The right way to do this is to just slice the string, as in the other answers.
But if you want a more concise way to write your code, which will work for similar problems that aren't as simple as slicing, there are two tricks: comprehensions, and the enumerate
function.
First, this loop:
for i in range(len(foo)):
value = foo[i]
something with value and i
… can be written as:
for i, value in enumerate(foo):
something with value and i
So, in your case:
for i, c in enumerate(s):
if (i%2)==0:
b+=c
Next, any loop that starts with an empty object, goes through an iterable (string, list, iterator, etc.), and puts values into a new iterable, possibly running the values through an if
filter or an expression that transforms them, can be turned into a comprehension very easily.
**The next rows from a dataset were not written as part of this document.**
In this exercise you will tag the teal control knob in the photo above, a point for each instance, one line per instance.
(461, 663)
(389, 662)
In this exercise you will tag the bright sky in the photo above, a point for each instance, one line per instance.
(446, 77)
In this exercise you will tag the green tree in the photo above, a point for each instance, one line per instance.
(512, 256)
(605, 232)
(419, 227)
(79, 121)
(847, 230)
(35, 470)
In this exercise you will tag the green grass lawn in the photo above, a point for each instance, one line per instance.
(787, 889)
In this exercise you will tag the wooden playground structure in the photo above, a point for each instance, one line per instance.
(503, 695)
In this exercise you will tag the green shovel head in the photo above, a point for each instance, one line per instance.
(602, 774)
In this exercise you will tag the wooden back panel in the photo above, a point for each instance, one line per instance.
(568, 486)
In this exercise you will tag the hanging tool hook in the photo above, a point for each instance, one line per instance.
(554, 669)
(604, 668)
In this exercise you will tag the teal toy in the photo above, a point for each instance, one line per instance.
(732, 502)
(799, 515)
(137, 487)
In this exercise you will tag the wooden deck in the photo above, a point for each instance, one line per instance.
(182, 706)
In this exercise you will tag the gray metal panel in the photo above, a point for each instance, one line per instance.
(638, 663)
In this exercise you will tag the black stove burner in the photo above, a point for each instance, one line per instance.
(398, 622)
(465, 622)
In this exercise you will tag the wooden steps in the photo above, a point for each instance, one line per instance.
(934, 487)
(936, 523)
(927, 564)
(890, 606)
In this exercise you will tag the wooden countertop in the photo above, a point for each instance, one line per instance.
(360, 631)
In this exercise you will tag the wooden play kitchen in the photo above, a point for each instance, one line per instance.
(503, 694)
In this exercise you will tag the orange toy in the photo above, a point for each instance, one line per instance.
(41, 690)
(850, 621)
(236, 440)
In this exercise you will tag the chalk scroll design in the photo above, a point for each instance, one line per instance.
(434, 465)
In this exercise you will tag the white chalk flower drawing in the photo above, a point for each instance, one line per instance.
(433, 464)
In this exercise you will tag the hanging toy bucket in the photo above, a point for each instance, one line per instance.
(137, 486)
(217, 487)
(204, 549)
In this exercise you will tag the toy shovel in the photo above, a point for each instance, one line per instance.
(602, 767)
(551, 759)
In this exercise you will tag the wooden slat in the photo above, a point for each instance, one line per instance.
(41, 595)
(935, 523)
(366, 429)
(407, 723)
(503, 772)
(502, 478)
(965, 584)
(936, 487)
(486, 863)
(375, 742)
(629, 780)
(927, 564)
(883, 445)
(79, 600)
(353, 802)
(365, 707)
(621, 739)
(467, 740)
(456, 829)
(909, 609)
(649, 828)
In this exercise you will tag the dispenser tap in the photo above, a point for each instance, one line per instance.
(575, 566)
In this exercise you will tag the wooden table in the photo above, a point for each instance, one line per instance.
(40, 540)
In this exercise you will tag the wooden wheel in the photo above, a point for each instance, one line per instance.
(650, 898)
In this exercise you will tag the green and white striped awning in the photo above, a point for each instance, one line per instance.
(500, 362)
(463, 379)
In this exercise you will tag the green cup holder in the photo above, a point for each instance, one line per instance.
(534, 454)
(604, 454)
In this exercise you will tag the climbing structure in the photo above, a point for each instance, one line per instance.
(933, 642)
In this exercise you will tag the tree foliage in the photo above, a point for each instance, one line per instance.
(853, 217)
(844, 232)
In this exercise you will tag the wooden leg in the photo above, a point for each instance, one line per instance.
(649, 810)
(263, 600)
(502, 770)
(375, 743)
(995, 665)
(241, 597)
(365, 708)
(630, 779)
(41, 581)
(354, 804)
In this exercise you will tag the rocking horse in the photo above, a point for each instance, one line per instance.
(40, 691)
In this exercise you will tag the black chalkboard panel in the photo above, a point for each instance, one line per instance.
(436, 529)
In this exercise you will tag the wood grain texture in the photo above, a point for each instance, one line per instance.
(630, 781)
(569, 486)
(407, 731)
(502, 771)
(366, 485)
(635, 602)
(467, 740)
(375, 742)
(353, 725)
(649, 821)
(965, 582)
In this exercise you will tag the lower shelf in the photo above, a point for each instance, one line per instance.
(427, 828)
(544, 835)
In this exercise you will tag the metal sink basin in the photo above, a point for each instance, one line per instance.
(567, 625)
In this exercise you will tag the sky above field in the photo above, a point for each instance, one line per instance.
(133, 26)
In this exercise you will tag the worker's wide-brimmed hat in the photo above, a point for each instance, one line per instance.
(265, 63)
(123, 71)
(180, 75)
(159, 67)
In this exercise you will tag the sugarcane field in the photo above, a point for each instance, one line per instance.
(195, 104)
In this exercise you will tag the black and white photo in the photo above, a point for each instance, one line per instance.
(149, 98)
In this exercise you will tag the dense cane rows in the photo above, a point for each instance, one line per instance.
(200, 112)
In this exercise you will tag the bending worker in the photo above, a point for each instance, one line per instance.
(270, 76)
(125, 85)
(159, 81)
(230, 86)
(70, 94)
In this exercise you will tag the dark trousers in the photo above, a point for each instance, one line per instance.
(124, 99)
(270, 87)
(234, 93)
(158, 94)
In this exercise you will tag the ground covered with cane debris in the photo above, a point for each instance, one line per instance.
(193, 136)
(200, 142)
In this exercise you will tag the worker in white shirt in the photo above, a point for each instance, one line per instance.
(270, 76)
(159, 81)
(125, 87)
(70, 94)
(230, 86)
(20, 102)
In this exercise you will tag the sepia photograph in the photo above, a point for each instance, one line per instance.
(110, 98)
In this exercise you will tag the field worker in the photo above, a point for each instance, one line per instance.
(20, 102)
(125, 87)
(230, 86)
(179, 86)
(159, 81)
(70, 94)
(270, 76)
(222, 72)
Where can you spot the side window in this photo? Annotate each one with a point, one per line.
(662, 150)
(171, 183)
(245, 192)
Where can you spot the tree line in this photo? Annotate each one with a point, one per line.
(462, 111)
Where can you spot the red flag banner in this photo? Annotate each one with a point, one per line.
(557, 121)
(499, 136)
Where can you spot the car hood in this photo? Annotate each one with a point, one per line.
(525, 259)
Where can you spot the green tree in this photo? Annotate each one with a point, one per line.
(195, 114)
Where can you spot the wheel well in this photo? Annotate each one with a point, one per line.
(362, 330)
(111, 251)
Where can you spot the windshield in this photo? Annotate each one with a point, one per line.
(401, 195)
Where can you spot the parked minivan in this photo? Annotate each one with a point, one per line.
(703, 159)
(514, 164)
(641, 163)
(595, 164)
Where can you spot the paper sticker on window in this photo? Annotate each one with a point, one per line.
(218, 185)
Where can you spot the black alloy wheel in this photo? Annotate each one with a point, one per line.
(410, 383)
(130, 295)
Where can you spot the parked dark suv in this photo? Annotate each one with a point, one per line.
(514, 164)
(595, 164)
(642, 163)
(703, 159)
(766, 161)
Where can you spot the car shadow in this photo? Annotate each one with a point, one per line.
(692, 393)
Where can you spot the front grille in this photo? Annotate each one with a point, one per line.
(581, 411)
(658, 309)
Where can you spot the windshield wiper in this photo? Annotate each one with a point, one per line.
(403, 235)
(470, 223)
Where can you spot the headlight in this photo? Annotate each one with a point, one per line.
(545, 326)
While Python has comprehensions for lists, sets, dicts, and iterators, it doesn't have comprehensions for strings—but str.join
solves that.
So, putting it together:
b = "".join(c for i, c in enumerate(s) if i%2 == 0)
Not nearly as concise or readable as b = s[::2]
… but a lot better than what you started with—and the same idea works when you want to do more complicated things, like if i%2 and i%3
(which doesn't map to any obvious slice), or doubling each letter with c*2
(which could be done by zipping together two slices, but that's not immediately obvious), etc.